For years, policymakers and economists around the country have been well aware that the federal gas tax is dying.
In its report to Congress, the National Surface Transportation Infrastructure Financing Commission, on which I was honored to serve, made clear that we must replace the 18.4 cent federal gas tax with other means of funding transportation in order to maintain and improve our highways, bridges and transit systems in the United States.
The commission recommended a “road user charge” as the most effective approach to solving this problem.
“[If] we fail to address the immediate funding crisis and longer-term investment challenge facing our surface transportation system, we will suffer grim consequences in the future,” the Commission wrote in its 2009 report.
Now, California is rolling out a pilot program to study the exact same concept – giving its residents a chance to pioneer what could become a long-term funding solution to fix the state’s crumbling infrastructure. The pilot, created by SB 1077, authored by Sen. Mark DeSaulnier, D-Concord, will examine the feasibility of assessing motorists a fee based on mileage driven on the state’s roads. Gov. Jerry Brown signed the bill in September 2014.
The state is looking to this strategy because its 18 cent gas tax, which California has historically relied on to fund the bulk of repairs to its transportation network, has not increased in decades despite inflation. More people are putting pressure on our highways than ever before, but fewer people are buying gas due to improved fuel efficiency – shrinking the amount of money available for projects.

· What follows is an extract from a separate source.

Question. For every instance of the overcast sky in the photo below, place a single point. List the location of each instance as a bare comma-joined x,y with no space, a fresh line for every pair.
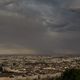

The California Department of Transportation (Caltrans) is currently seeking 5,000 state drivers to volunteer to take part in the road user charge model and help the Legislature decide whether to adopt it permanently. Caltrans expects to choose its group in mid-May of this year, representing a range of the state’s different regions, demographics, income levels and vehicle types to participate in the 9-month pilot scheduled to begin in July.
It costs nothing to enroll and participate in the program; those chosen to test the concept will select from several mileage reporting techniques and simulated payment methods, but no money will be exchanged. Those interested in signing up should act quickly by visiting: Sign Up | California Road Charge Pilot Program.
Helping to fuel the road user charge concept across the country, President Obama in December 2015 signed the Fixing America’s Surface Transportation (FAST) Act, which included money supporting the research and development of similar state pilot programs. Shant Boyajian, who recently joined Nossaman’s Infrastructure Practice Group, served as senior counsel to the U.S. Senate Committee on Environment and Public Works, and assisted with the bill, which provides long-term funding certainty for the nation’s surface transportation system.
As the federal and state governments continue to grapple with the difficult subject of sustainable infrastructure funding, the road user charge could replace the gas tax with a reliable means of funding a safe, well-maintained network of highways, bridges and transit systems to serve many generations to come.